EXPEDITION NOTES

[The expedition begins]

I learned to name objects by feel. Grass has many secrets. Certain shallow grooves meant the tree would betray me. A scaly bark meant callousness, refusal. I bent close to the ground to be near the earth. Some moss was soft as gosling feathers, though I knew better than to lay my head down. I had been warned by the locals to resist tiredness. After thunderstorms clouds could turn to falling rocks. I strapped soft bags of water on my back. I would need to learn to half-sleep standing up, always alert for the leaf that could fell me.  

The expedition would take years. The locals told me I was the first woman they’d seen alone.    

 

[Inside the canyon are many echoes]

They told me to keep running
until I saw a shining-sign
that would have a map
to the glass carnival. Each time

I almost reached the sign,
it faded further into the distance
like a metal mirage. I painted
my eyelids into bright finches.

I tried to trick the sky and
the machines above the clouds.
Across the river floated an enormous
marble head with missing eyes.

A single chair stood on the riverbank.
When I sat down my hands
turned into paper boats.
The sun set like wingless birds.

 

[The glass carnival]

Everyone in this new city lives in hospitals.
The buildings are sheets of glass. Sky-patterns

move slowly across the windowed-walls,
a moving lake. The hospital rooms are like

terrible elevators. Everyone eats through tubes
attached to their stomachs, a thick off-white

formula pushes through their bodies
all night. Their hands reach for me as I walk

out the door. I have searched everywhere
for food but the stores are like coffins.

Farms haven’t existed for years, are mere
memory-relics. I have one cup of rice left.

A wolf started following me today. I felt
her sharp movement behind me all afternoon.

 

 

 


Click here to read Carrie Bennett on the origin of the poem.

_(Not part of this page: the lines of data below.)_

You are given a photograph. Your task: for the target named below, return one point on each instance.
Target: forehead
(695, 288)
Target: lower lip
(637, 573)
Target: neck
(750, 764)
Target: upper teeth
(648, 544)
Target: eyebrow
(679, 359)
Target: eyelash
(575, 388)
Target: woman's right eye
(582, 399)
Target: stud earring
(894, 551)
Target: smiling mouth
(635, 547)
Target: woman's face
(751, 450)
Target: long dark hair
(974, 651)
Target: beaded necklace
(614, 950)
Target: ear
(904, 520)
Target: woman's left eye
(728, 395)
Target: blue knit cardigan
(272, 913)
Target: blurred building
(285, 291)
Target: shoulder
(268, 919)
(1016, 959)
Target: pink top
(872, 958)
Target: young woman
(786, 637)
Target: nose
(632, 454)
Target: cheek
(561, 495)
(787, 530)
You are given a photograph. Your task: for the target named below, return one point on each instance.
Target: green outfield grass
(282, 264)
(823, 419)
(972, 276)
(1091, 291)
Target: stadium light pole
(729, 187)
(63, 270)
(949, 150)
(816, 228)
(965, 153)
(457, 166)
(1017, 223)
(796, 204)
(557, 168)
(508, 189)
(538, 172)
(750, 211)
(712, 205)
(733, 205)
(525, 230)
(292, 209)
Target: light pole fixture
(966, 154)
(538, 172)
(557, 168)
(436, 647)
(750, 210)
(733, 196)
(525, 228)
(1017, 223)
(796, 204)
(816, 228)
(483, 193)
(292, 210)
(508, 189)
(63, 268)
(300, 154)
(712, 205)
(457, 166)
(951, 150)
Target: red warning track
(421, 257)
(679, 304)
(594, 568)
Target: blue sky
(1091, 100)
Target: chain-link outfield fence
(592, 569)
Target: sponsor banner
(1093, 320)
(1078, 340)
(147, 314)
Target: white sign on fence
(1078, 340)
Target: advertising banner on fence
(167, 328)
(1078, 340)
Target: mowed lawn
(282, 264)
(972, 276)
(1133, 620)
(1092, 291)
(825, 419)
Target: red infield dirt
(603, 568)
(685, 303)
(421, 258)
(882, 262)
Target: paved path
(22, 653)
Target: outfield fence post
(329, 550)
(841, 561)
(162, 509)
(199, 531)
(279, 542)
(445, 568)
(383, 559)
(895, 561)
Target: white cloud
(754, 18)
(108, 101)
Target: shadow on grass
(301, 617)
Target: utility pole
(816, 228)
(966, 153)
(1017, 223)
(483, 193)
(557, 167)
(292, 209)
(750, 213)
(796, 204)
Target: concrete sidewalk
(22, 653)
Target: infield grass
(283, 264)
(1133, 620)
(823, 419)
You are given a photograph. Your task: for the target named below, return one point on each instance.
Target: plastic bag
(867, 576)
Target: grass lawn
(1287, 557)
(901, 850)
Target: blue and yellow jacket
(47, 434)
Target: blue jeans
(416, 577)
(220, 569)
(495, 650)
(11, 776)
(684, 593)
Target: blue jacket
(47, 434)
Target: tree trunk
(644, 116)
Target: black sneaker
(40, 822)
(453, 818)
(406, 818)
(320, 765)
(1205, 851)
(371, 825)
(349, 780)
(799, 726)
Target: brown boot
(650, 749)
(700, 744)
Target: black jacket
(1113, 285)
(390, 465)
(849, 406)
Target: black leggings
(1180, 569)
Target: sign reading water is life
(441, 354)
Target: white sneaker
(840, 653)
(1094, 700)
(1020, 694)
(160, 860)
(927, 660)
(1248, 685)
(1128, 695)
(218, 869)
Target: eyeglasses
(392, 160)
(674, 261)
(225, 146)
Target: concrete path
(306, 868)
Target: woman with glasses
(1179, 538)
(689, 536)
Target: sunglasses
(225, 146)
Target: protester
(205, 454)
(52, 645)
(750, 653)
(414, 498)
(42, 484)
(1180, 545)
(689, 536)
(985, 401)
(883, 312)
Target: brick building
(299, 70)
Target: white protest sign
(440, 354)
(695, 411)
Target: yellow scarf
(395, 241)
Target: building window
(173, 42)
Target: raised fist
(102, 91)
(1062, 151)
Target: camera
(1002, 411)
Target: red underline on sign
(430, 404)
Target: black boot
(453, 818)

Photo: “Landan” by Matt Clark; licensed under CC BY 2.0

Carrie Bennett:
This poetic project began one summer when I was spending most of my days outside walking or riding my bike or jogging. I realized that if I observed and examined my surroundings carefully and closely enough everything looks foreign, like some mystery to uncover. Or how an animal might feel after crawling out of a dark hole: Is that the sun striking shadow-figures? Or is the sky a bright tunnel? Are those sharp leaves or paper knives?
Simultaneously I was reading this strange Russian science fiction novel, Ice Triology, by Vladimir Sorokin in which the protagonist, a small boy, is chosen to go on an expedition to find the “Tungus meteroite.” What struck me about this novel wasn’t the expedition itself, but that Masha, a young woman studying science, couldn’t go on the expedition because she was a woman. These two realities—my own and fictional Masha’s—became intertwined and I began writing expedition poems.
“[The expedition begins]” was the very first piece I wrote for the project and in the moment of writing the poem it seemed important that I clearly identify the explorer as female. From there many of the poems in this project became little portraits for the cities and areas my explorer finds like in “[The glass carnival].” In Ice Triology Masha exits the novel as quietly as she enters, is rendered irrelevant once the expedition begins. It propelled me to write into that void and to add to the mostly male expedition narratives.